Slashdot Mirror
Worm Hits Windows Machines Running MySQL
UnderAttack writes "A report on the Australian whirlpool forum suggest that a worm is currently taking out MySQL servers running on Windows. We have seen this happen with MSSQL before (not just 'Slammer', but also SQLSnake that used SA accounts without password). The SANS Internet Storm Center suggests that a
rise in port 3306 scans can be attributed to the new worm, and is asking for observations to help figure this out. It appears the worm creates a file called 'spoolcll.exe'."
What is the SANS institute?
The SANS (SysAdmin, Audit, Network, Security) Institute provides information security training and certification. For more information, visit www.sans.org
What's an SA account?
The system administrator (SA) account is similar to the DBO except it is of the entire server. It has the same access and permissions as the DBO on all the databases in the server.
DBO account???
The DBO User Account The database owner (DBO) is the administrator for the database. It has full access to all operations and rights.
SQL Snake is an Internet worm, that scans for open Microsoft SQL 7 (MSSQL) and 2000 servers - which run on TCP Port 1433 by default. The worm attempts to log into the System Administrator (SA) account with no password. If successful, the worm downloads and hides some files and grabs system configuration and account names.
Before the MySQL bashers start, it should be noted that this is not a problem with MySQL.
From the article:
This bot does not use any vulnerability in mysql. The fundamental weakness it uses is a week 'root' account. The following mitigation methods will prevent exploitation:
Strong Password: Select a strong password, in particular for the 'root' account.
Restricted root account: Connections for any account can be limited to certain hosts in MySQL. This is in particular important for 'root'. If possible, 'root' should only be allowed to connect from the local host. MySQL will also allow you to force connections to use mysql's own SSL connection option.
Apply firewall rules: MySQL servers should not be exposed to the "wild outside". Block port 3306 and only allow access from selected hosts that require such access. Again, the use of ssh forwarding or SSL is highly recommended.
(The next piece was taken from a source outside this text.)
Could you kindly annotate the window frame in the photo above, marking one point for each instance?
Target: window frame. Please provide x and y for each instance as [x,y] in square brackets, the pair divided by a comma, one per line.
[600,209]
A hole in a program that communicates to the database and is accessable from the outside world would be a much more serious flaw I would imagine.
Game! - Where the stick is mightier than the sword!
Don't laugh - it happens. MSSQL is 'spensive, and for an all-windows environment that needs a database - MySQL wins the prize.
/took your comment too seriously
Come again?
Athletic Scholarships to universities make as much sense as academic scholarships to sports teams.
My test server was compromised at 18:50 yesterday.
e r/venc/data/w32.spybot.worm.html'>w32.Spybot.worm.
When I got back to my machine at 19:20, I cleaned it down and found out what was happening.
All firewall logs etc and have archived the executable and dll files dropped.
One into the mysql data folder (app_result.dll), and the executable spoolcll.exe was dropped into windows.
Only now that I've gone into the archive folder has Norton picked it up and archived it (it had shutdown/ran the QConsole.exe NAV application to ensure Norton didn't find it, or it just wasn't in the definitions yesterday).
Its been detected as a href='http://securityresponse.symantec.com/avcent
liqbase
What is going to soak up more of the Internet's bandwidth ? A MySQL worm port scanning every IP in existance, or a gigantic mob of Slashdotters flaming Microsoft because it only affects Windows machines ? And will either of them even come close to breaking the current record held by BitTorrent Porn ?
For the stirring conclusion, stay tuned to Netcraft: As the Internet turns...
--LordPixie
In linux by default in a lot of distributions being able to connect from network is disabled in mysql, or sets root password as php password, so the risk of that kind of worm (well, for systems that don't have even a basic firewall configured) is pretty low.
Does this mean MySQL is considered a real DB now?
99.99% of people who run MySQL run it on the same machine as their webserver that queries it. Most people don't actually do queries across the network to the database server.
Just run MySQL with --skip-networking at startup (skip-networking in my.cnf), to disable MySQL from listening on port 3306. I know on most systems, its probably the default, but in almost all of the cases, its completely unnecessary.
And also, validate your input !! Don't just assume that whatever is passed on the URI field of a browser, is going to be correct. Check it. Then check it again.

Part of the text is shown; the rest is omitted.